(相続)遺留分侵害額請求で相手弁護士の提示金額より増額して合意した事案
当事務所に相談した経緯
父親が死亡し、相続人は長男と次男の2人。
父は公正証書遺言を残しており、長男にとって有利な内容であった。
相続の内容に納得のいかない次男は、当初は自分で長男の弁護士と交渉をしていたが、途中で当事務所の弁護士に依頼した。
当事務所の対応
1 内容証明郵便の郵送
遺留分侵害額請求は相続の開始を知った時から1年以内にしなければならず、交渉している最中に1年を経過してしまう可能性もあるので、長男に対し、内容証明郵便を郵送した。
2 対象となる遺産の検討と評価額の計算
長男の弁護士から提示された遺産の中身と評価額を検討した。
まず、特別受益として遺産額に計上すべき父親から長男への生前贈与が計上されていなかった。
また、不動産は、相続税の申告の際には路線価・固定資産税評価額で評価するものの、遺産分割においては時価で評価するのが原則である。

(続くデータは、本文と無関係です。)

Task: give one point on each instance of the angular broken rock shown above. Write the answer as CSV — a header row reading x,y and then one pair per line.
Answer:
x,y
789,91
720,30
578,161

ところが、長男の弁護士は、固定資産税評価額(時価の6~7割)で計算していた。
これらの点から、長男の弁護士が提案していた遺留分は、適正な相続金額よりも低く計算されていた。
にもかかわらず、長男の弁護士は、次男に対し、「この金額で示談できずに調停になった場合は白紙撤回します」と、あたかも適正額よりも高い金額を提示しているかのような説明をしていた。
相手の弁護士との交渉結果
相手の弁護士と交渉した結果、不動産業については時価の査定をとって金額を修正し、また生前贈与についても特別受益として遺産額に計上することができた。
長男の弁護士は当初は争っていたものの、最終的には、受任前の金額よりも増額した金額で合意することができた。
弁護士の一言
まず、遺留分は、「相続の開始及び減殺すべき贈与又は遺贈があったことを知った時」から1年以内に請求しないと権利が消滅してしまうのですが、請求したことが証拠として残るように内容証明郵便を発送しておく必要があるのでご注意ください。そういったことからも、早めに弁護士に相談することが大事です。
この期限内に請求すれば、素人の方が交渉しても払ってもらえる場合もあると思いますが、適正な金額なのかどうかについて判断できないという場合もあると思います。
今回の事案では、相手の弁護士の言うことをそのまま信じて合意していたら、長男にとってかなり有利な条件で合意していたことになっていました。慌てずに弁護士に相談することで、ご依頼者である次男は正当な額による相続を受けることができました。
慌てて合意したら、「実は適正な金額よりもとても低い金額だった」、ということのないよう、一度は弁護士にご相談されることをお勧めします。